What Different Magnitudes Feel Like
Earthquakes below about 2.5 happen constantly around the world, millions of times per year, but they’re too small for people to notice. You’d need instruments to detect them. Between 2.5 and 4.0, people near the epicenter often feel shaking, but damage is rare. These get reported to local seismological agencies but rarely make the news.
At magnitudes 4.0 to 5.0, the shaking becomes obvious indoors. Objects rattle on shelves, hanging lights swing, and the event feels unmistakable. Damage is still uncommon at this range, though older or poorly constructed buildings can develop cracks. Earthquakes in the 5.0 to 6.0 range cause moderate damage near the epicenter: broken windows, fallen plaster, and in vulnerable structures, partial collapses.
From 6.0 to 7.0, the potential for serious destruction increases sharply, particularly in populated areas without earthquake-resistant construction. Buildings can collapse, roads buckle, and landslides are common in hilly terrain. Above 7.0, events are classified as major earthquakes. These can devastate entire regions, and if they occur under the ocean, they can generate tsunamis. Above 8.0, the scale of destruction extends across hundreds of miles.
The largest earthquake ever recorded by instruments struck off the coast of southern Chile on May 22, 1960, at magnitude 9.5. The rupture extended along roughly 600 miles of fault, triggered tsunamis that crossed the Pacific Ocean, and led directly to the creation of the International Tsunami Warning System.
How Often Large Earthquakes Happen
The relationship between magnitude and frequency is predictable in a statistical sense. Millions of tiny earthquakes (below magnitude 2.0) occur every year worldwide, though they’re only detected by sensitive instruments. Earthquakes large enough to feel happen thousands of times per year. Major earthquakes, magnitude 7.0 and above, occur on average about 15 times per year globally. A “great” earthquake of magnitude 8.0 or higher happens roughly once a year on average, though there’s significant variation. Some years see several; others see none.
Magnitude vs. Intensity
One of the most common sources of confusion is the difference between magnitude and intensity. Magnitude is a property of the earthquake itself. It’s fixed. Intensity describes the shaking at a specific location and varies depending on how far you are from the fault, what type of soil or rock you’re standing on, and how deep the earthquake was. A single earthquake produces one magnitude but many different intensity values spread across the surrounding area.

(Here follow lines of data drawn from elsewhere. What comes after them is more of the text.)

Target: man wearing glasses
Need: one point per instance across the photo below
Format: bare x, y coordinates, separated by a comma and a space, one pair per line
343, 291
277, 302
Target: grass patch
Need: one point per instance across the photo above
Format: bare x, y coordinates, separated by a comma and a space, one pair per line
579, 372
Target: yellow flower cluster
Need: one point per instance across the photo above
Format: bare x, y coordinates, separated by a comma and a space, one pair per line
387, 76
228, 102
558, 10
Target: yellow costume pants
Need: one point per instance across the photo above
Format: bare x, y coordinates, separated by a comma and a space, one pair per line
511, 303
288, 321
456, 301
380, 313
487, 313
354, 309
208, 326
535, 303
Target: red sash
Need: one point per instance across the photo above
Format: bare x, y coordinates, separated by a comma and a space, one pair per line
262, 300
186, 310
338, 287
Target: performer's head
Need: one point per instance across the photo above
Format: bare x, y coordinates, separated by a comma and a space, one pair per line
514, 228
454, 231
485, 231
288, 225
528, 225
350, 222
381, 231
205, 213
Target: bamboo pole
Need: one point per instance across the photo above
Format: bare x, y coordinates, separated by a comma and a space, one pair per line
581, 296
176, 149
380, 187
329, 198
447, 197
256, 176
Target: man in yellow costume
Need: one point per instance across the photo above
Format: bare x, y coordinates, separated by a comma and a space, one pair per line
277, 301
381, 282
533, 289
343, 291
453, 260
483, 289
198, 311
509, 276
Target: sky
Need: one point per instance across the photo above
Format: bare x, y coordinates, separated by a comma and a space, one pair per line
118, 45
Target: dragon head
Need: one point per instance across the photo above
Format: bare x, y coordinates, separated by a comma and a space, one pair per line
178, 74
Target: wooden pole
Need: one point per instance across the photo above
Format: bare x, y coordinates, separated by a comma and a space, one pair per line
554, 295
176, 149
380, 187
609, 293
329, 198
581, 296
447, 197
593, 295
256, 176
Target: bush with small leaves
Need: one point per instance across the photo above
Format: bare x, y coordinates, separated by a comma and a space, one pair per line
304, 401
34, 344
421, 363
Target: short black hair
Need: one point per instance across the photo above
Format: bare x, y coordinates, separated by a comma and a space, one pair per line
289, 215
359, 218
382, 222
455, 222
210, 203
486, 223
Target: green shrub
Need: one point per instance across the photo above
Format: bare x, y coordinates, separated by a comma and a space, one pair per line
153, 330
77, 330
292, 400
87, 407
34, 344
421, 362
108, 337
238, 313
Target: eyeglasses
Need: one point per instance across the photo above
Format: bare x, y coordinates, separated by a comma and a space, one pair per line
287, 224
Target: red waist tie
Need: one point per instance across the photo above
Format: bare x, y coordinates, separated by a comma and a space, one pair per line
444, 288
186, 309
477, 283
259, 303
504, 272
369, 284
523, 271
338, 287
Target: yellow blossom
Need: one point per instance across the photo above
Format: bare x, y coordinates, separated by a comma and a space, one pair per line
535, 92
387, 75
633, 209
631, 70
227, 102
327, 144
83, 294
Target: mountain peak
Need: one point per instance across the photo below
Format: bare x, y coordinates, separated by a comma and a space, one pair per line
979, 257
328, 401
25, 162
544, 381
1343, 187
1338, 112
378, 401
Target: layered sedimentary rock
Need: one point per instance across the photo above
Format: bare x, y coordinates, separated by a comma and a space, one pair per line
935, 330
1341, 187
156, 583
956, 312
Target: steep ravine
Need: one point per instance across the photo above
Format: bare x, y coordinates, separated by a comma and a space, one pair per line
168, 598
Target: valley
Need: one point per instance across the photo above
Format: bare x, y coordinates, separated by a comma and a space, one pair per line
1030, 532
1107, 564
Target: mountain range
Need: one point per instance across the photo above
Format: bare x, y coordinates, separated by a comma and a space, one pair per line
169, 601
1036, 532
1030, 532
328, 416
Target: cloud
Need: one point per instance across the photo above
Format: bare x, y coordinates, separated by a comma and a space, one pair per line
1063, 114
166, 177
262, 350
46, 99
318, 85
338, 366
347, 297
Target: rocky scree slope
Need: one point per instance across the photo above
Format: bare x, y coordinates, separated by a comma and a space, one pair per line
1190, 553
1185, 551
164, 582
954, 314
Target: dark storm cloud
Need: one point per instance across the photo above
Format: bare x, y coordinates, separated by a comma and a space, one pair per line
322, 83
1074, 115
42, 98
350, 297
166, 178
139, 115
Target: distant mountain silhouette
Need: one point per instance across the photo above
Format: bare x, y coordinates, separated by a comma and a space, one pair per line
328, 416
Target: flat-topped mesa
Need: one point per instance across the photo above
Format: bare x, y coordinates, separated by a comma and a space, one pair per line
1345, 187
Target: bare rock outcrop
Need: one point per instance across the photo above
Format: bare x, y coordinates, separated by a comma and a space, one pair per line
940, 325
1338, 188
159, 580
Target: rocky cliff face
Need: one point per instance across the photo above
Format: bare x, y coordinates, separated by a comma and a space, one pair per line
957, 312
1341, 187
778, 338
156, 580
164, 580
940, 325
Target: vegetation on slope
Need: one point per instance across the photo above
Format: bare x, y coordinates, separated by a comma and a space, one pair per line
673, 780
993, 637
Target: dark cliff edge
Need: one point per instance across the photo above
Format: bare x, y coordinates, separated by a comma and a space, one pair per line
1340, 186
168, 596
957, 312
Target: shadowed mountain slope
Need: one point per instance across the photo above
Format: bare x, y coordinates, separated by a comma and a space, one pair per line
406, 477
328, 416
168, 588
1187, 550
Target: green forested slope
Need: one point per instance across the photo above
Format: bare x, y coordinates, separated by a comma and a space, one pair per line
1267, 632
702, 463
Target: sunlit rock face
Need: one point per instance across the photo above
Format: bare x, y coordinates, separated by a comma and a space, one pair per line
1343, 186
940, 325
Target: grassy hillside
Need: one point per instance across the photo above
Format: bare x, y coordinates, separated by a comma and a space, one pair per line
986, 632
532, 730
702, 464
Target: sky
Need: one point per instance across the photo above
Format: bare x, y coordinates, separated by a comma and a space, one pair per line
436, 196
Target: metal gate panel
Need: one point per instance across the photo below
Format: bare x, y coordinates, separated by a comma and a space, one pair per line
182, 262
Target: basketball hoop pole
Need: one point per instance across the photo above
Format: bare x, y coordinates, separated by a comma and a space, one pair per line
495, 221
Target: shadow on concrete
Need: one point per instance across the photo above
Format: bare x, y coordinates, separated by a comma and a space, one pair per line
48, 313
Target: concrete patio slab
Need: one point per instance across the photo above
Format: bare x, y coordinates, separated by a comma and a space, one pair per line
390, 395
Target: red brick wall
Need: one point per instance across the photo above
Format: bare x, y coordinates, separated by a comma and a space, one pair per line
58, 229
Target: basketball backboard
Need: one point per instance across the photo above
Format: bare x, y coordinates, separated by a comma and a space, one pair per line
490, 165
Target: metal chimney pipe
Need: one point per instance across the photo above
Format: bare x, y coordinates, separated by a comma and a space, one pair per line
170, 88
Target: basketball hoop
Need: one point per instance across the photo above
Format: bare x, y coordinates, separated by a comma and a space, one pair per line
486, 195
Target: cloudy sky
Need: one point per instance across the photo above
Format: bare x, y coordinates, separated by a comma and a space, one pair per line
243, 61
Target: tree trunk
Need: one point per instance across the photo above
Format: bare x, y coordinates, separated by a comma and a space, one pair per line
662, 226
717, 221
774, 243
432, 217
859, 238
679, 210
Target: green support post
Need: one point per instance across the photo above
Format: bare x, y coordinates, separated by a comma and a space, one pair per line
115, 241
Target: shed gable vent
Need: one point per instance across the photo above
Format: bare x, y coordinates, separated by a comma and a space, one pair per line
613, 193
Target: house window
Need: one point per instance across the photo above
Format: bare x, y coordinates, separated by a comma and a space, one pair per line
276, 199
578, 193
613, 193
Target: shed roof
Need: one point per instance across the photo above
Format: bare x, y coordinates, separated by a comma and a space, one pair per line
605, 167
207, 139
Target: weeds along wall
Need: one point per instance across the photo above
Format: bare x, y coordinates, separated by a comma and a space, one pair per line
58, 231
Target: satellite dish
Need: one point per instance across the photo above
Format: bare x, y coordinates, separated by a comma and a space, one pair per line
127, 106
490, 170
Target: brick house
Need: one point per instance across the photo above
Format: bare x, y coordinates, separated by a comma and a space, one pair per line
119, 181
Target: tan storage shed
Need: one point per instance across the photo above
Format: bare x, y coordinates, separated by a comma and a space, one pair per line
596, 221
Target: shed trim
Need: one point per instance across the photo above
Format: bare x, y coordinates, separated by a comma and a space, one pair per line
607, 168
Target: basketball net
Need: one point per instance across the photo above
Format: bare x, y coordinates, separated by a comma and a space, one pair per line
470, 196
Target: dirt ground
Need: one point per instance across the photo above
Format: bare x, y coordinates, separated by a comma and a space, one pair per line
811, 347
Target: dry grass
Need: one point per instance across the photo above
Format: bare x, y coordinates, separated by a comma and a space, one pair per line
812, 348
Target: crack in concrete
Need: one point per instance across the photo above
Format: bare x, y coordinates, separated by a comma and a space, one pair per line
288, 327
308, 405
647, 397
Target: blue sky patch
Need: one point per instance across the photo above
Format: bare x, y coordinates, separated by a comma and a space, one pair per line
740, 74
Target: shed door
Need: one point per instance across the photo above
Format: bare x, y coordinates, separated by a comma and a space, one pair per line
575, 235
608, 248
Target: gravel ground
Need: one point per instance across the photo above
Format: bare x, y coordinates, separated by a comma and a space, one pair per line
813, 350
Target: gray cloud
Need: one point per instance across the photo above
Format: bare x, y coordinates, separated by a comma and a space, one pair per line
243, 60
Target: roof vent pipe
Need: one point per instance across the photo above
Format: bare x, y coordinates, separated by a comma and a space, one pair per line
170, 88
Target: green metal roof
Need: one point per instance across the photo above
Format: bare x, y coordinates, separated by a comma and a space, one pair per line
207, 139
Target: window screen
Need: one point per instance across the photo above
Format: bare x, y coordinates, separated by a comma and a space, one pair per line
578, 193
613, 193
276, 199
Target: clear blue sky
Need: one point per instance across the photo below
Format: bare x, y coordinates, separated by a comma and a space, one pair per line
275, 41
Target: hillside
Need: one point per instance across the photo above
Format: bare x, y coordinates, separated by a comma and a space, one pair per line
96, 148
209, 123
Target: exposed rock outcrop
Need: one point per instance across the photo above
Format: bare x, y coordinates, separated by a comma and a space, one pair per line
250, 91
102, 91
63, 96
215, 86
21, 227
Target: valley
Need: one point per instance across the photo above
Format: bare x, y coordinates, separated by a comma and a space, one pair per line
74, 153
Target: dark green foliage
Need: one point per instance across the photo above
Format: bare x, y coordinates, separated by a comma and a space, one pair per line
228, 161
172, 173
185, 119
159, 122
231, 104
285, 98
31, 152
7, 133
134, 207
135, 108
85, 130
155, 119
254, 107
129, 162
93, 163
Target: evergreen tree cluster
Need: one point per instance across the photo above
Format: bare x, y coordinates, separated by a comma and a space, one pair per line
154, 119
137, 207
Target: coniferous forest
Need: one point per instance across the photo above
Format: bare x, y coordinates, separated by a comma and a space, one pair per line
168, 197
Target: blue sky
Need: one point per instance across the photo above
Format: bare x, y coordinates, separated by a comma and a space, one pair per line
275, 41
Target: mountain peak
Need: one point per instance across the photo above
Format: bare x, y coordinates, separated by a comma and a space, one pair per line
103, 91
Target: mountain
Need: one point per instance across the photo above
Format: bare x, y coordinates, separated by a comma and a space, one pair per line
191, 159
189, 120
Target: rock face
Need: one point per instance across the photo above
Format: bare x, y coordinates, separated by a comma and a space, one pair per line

In the United States, intensity is measured on the Modified Mercalli Intensity Scale, which runs from I (not felt at all) to XII (total destruction). Other countries use different intensity scales. Intensity has traditionally been a subjective measure, based on human reports of what people felt and what damage occurred, though modern instruments now also produce automated shaking maps. Two earthquakes of identical magnitude can produce very different intensity patterns depending on depth, geology, and distance to populated areas. This is why a magnitude 6.0 earthquake can be barely newsworthy in a remote area but catastrophic beneath a city.
Why Depth Matters
The depth of an earthquake’s origin, called the hypocenter, dramatically affects how dangerous it is at the surface. A shallow earthquake (less than about 20 kilometers deep) concentrates its energy close to the surface, producing intense shaking over a smaller area. A deeper earthquake spreads its energy more broadly, so the shaking is weaker but affects a wider region. Two earthquakes of the same magnitude can feel completely different depending on whether the rupture happened 5 kilometers down or 100 kilometers down. When you see a magnitude reported in the news, checking the depth gives you a much better sense of the potential impact than the magnitude number alone.